# Alternanthera reineckii mini is too high



## hunti (Feb 11, 2019)

Hello,

I have a long term problem with Alternanthera reineckii mini, which still grows high and does not form low bushes.

*Tank size:* 90x40x40cm, 144l

*Water parameters:*
temperature 26C
NO2 - 0
NO3 - 10
Fe 0,1
dGH 7
PO4 (Phosphorus) 0
pH 6,5

*Substrate* is something like Amazonia

*Lighting* 1x Chihiros LED A serie 90-110 cm 55W A901

Can you give me some idea where the problem is?

Thank you.


----------



## iamaloner (Jul 10, 2017)

I'm not an expert
But the light is probably not intense enough or that is not AR mini

Sent from my SM-G955W using Tapatalk


----------



## Starwarsfan (Aug 12, 2018)

I too would agree you may not have enough light and its causing them to stretch. AR, AR mini and AR variegated all stay quite short for me. I run high light to possibly very high light.


----------



## hunti (Feb 11, 2019)

Can you recommend which light intensity would be optimal?


----------



## iamaloner (Jul 10, 2017)

Well it's probably the par output that's not great with the light. I would suggest being happy with what you presently have as the rest of the plants look very healthy.
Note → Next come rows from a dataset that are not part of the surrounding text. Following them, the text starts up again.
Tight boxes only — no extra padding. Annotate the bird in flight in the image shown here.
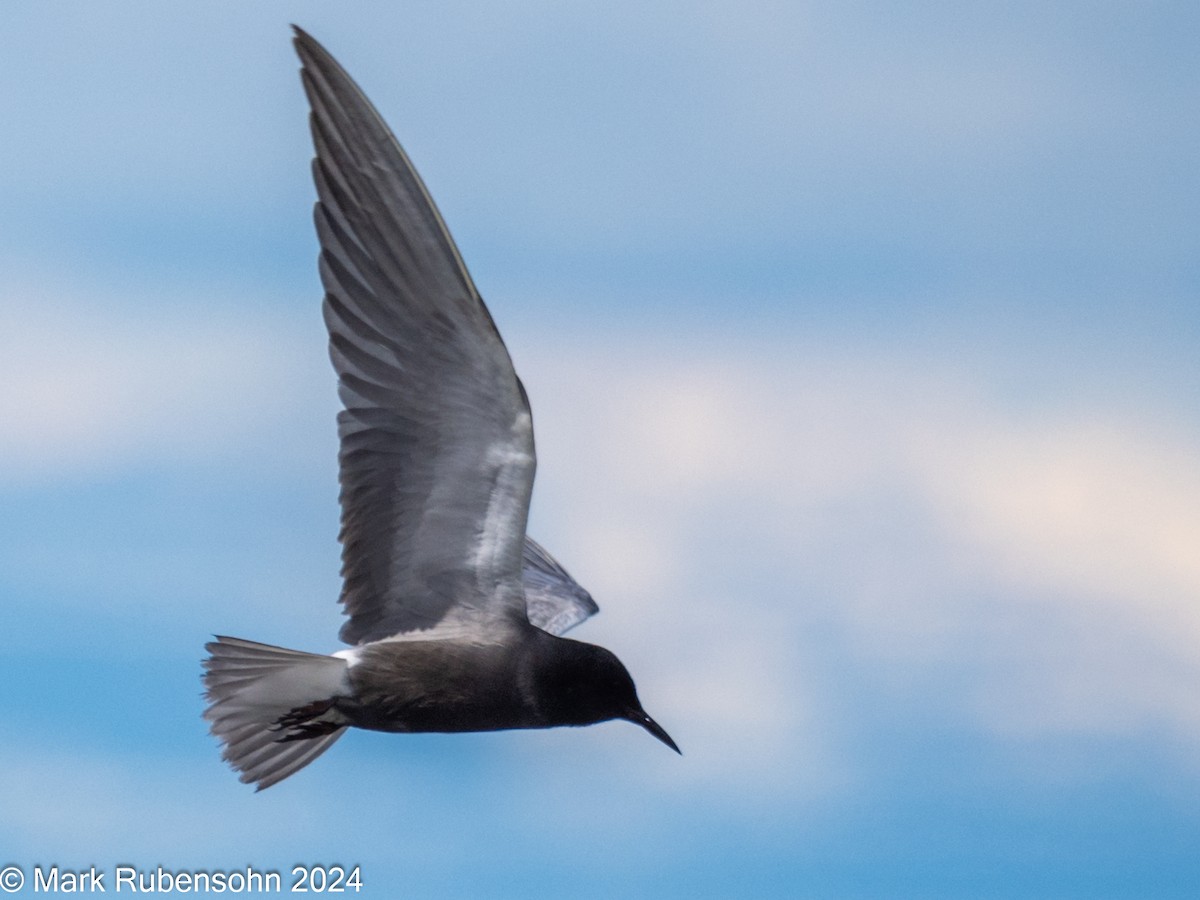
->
[204,28,679,790]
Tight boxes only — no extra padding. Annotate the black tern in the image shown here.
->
[204,28,679,790]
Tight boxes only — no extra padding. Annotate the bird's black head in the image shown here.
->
[534,638,680,754]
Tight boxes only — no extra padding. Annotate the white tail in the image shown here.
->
[204,636,349,791]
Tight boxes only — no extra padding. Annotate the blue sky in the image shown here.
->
[0,0,1200,898]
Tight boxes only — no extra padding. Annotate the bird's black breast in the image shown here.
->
[338,641,544,732]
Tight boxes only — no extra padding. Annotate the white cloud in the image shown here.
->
[523,326,1200,778]
[9,289,1200,793]
[0,277,331,484]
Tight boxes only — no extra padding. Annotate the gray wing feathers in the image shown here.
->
[295,29,535,643]
[522,536,600,635]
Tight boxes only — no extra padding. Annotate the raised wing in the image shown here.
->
[522,535,600,635]
[295,29,535,644]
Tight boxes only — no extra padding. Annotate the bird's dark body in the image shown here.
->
[335,624,632,732]
[204,29,678,790]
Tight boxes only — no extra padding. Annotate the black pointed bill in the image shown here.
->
[625,709,683,756]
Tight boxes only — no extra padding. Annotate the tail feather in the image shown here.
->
[204,636,348,791]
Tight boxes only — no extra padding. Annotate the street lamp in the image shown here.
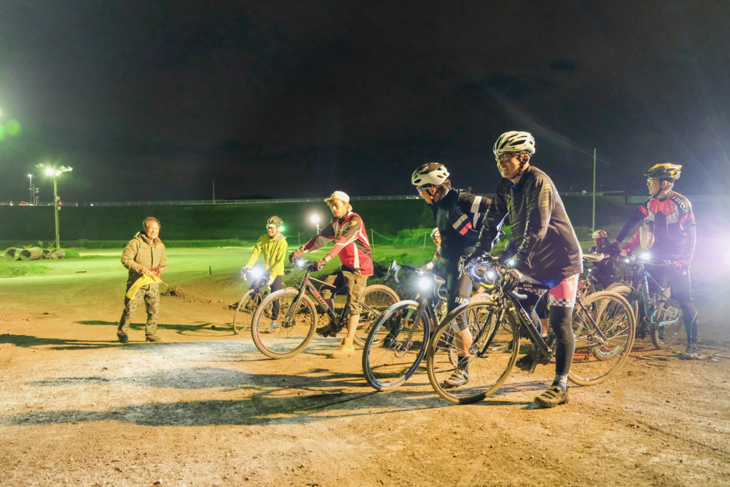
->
[309,215,319,233]
[38,164,73,249]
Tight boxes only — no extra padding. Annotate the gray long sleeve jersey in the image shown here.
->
[477,166,583,280]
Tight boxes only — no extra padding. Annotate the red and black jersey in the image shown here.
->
[304,212,373,276]
[616,192,697,262]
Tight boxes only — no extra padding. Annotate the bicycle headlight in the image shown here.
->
[418,277,431,291]
[249,267,264,279]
Otherwise it's a 300$ upgrade atleast just for one particular plant and it's not worth it 
I used ecotech radions xr15fw that cost 500 new and I have 3 over my 150gallon. I got then used for a good deal and even they cant grow some of the most demanding plants 

Sent from my SM-G955W using Tapatalk


----------



## [email protected] (Apr 8, 2019)

Trimming back and replanting is the secret with the reineckii mini. If you keep on doing this long enough you will end up with a nice low bushes. At least thats what they told me


----------



## hunti (Feb 11, 2019)

[email protected]: I have already cut several times and always pulls up and the leaves are very thin and small.
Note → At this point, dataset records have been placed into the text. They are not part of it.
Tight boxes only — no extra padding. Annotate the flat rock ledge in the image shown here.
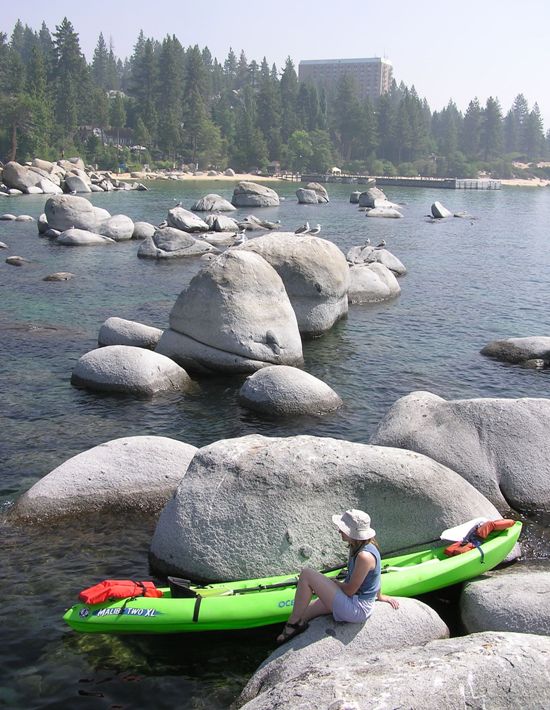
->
[234,599,449,708]
[71,345,192,397]
[239,365,342,417]
[460,565,550,636]
[480,336,550,367]
[369,391,550,512]
[9,436,197,522]
[97,316,162,350]
[242,622,550,710]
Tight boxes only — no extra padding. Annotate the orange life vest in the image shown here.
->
[78,579,162,604]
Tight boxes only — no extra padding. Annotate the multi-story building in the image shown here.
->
[298,57,393,99]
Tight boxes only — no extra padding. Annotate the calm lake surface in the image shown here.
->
[0,181,550,709]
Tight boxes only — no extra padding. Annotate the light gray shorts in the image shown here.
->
[332,589,375,624]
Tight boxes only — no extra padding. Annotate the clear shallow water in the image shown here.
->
[0,182,550,708]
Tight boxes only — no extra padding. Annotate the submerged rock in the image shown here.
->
[97,316,162,350]
[239,365,342,417]
[231,180,279,207]
[71,345,192,397]
[481,336,550,367]
[348,262,401,303]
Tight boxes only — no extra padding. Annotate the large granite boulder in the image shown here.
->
[2,160,43,192]
[191,193,237,212]
[348,262,401,303]
[204,214,239,232]
[157,249,303,372]
[239,599,449,707]
[431,202,453,219]
[44,195,111,232]
[10,436,197,520]
[358,187,389,208]
[346,244,407,276]
[65,173,92,193]
[305,182,330,204]
[231,180,279,207]
[71,345,192,397]
[481,336,550,367]
[239,365,342,417]
[365,205,403,219]
[137,227,218,259]
[98,214,134,242]
[38,178,63,195]
[151,434,500,581]
[370,392,550,511]
[97,316,162,350]
[296,187,318,205]
[55,229,115,247]
[166,207,208,232]
[241,622,550,710]
[32,158,54,173]
[460,566,550,636]
[239,232,349,336]
[132,222,157,239]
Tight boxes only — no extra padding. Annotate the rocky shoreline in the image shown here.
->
[4,170,550,709]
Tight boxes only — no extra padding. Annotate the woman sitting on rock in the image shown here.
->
[277,510,399,643]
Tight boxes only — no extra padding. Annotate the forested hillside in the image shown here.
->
[0,18,550,177]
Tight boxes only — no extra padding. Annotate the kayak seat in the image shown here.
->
[168,577,203,599]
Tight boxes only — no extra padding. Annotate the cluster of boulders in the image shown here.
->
[38,195,134,246]
[0,158,147,195]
I am thinking that I would replace it but I do not know another red plant that doesn't need that much light suitable for the aquarium center. I need red plant for design


----------



## milesm (Apr 4, 2006)

i agree with iamaloner. looks like you were sold either rosaefolia or rosenavig as mini. the mini doesn't have as noticeable venation as the other two.


----------



## hunti (Feb 11, 2019)

milesm said:


> i agree with iamaloner. looks like you were sold either rosaefolia or rosenavig as mini. the mini doesn't have as noticeable venation as the other two.


I'm absolutely sure it is Alternanthera reineckii mini. It's the original from the Dennerle pot.


----------



## livebearerlove (Aug 20, 2013)

I actually grow my AR mini under medium- medium high light, with minimal CO2 (or none) with the similar light and it doesnt stretch like that. 
Im not sure what you are dosing, but you did increase the saturation in your photo to try and make it look more red and cover the significant algae on the bottom leaves. So it seems to me the photo could be misleading.
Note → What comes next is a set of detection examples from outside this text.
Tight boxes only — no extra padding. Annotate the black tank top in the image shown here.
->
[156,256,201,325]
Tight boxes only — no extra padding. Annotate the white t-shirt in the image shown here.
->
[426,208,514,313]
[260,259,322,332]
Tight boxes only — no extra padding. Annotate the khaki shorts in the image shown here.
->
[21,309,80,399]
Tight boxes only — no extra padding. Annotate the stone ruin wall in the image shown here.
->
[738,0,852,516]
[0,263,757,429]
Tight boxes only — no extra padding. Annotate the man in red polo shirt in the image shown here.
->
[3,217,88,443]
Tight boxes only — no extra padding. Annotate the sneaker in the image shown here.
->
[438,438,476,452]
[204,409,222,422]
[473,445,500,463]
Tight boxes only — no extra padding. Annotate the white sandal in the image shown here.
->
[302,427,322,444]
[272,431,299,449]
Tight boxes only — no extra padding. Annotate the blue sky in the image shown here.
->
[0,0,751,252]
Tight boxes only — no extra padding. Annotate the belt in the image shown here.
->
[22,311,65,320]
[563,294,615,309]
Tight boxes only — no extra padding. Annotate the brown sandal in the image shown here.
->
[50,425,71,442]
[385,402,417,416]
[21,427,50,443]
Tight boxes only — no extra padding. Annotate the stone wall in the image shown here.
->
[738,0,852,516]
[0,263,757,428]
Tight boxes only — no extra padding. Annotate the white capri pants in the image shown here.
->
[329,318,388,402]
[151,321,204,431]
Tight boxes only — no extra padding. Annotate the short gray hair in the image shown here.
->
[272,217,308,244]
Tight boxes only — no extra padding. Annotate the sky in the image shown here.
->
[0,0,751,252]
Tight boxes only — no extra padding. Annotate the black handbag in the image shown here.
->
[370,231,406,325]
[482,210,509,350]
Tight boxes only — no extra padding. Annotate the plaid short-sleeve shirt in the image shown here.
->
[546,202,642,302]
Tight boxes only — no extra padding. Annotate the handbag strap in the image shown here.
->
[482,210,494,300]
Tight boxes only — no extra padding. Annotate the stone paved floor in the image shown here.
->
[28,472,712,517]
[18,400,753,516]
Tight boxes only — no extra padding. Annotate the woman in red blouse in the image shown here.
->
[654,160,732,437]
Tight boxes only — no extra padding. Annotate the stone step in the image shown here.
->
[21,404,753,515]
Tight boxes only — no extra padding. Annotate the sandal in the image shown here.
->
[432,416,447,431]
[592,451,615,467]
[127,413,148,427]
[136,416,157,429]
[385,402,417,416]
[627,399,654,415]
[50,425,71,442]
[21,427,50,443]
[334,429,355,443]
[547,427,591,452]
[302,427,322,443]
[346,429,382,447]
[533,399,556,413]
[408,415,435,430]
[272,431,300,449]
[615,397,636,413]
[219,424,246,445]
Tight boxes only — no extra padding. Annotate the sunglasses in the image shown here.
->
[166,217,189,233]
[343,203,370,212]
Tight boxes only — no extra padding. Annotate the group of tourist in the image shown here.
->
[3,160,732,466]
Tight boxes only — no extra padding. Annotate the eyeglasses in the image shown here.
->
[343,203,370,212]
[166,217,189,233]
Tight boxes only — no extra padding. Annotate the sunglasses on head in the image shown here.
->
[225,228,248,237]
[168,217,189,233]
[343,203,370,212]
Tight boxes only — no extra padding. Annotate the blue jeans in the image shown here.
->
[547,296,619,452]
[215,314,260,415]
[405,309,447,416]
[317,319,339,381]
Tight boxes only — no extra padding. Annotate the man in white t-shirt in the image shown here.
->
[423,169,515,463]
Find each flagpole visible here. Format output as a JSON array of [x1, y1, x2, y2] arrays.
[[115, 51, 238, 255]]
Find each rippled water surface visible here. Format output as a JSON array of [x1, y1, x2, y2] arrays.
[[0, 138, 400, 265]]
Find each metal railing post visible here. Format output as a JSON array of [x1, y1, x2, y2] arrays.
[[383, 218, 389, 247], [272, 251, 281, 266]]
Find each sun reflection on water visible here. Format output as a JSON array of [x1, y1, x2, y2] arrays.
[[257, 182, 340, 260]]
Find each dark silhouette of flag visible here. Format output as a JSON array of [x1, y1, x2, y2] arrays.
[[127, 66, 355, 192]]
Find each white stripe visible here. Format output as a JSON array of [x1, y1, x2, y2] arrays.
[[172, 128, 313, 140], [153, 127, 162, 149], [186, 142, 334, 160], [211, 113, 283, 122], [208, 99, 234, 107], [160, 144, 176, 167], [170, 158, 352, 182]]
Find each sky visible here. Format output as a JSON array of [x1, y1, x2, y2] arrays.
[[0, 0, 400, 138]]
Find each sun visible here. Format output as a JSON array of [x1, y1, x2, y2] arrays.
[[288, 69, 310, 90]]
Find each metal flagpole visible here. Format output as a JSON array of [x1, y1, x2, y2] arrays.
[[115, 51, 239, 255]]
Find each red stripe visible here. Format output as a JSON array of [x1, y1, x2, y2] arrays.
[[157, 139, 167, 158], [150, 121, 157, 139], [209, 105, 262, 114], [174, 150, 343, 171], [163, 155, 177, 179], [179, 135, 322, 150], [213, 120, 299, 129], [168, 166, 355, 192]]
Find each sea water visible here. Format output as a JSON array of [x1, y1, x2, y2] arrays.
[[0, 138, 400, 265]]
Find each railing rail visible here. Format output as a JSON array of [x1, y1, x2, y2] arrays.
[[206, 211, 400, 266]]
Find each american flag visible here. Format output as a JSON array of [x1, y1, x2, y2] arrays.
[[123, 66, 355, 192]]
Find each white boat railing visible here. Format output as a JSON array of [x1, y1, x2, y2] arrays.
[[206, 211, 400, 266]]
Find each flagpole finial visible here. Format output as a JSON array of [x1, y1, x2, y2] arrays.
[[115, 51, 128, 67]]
I guess you could try more light and popper ferts.


----------



## DaveKS (Apr 2, 2019)

I’d suspect your 0 phosphate. It’s a mobile nutrient, it should never be 0. You can see your older lower leaves going necro because new growth is robbing old growth of phosphorus to grow.


----------



## varanidguy (Sep 8, 2017)

I'm not convinced it's a light intensity problem. The Chihiros A series is a capable light. What are your methods for trimming? Top and replant or are you allowing the bases to grow shoots? Also, phosphate should be present in the water, that could help a lot as well.


----------



## Starwarsfan (Aug 12, 2018)

Here is why I think it a light issue. like daveKS said your lower leaves are dying off and they have gone greenish yellow showing that even when they were healthy the lower leaves were not getting enough light to stay red/redish. It is very dark light wise on the lower leaf area. You don't have enough leaves on the stem for this to be due to shading from the top leaves. Another clue is the pogo thats right behind it. You can see the lower part of the stems have small needles or missing needles altogether. If they were well light then the whole stem should be full of needles and ones that are half an inch or longer then what they are. here is my pogostemon with regular AR right next to it. 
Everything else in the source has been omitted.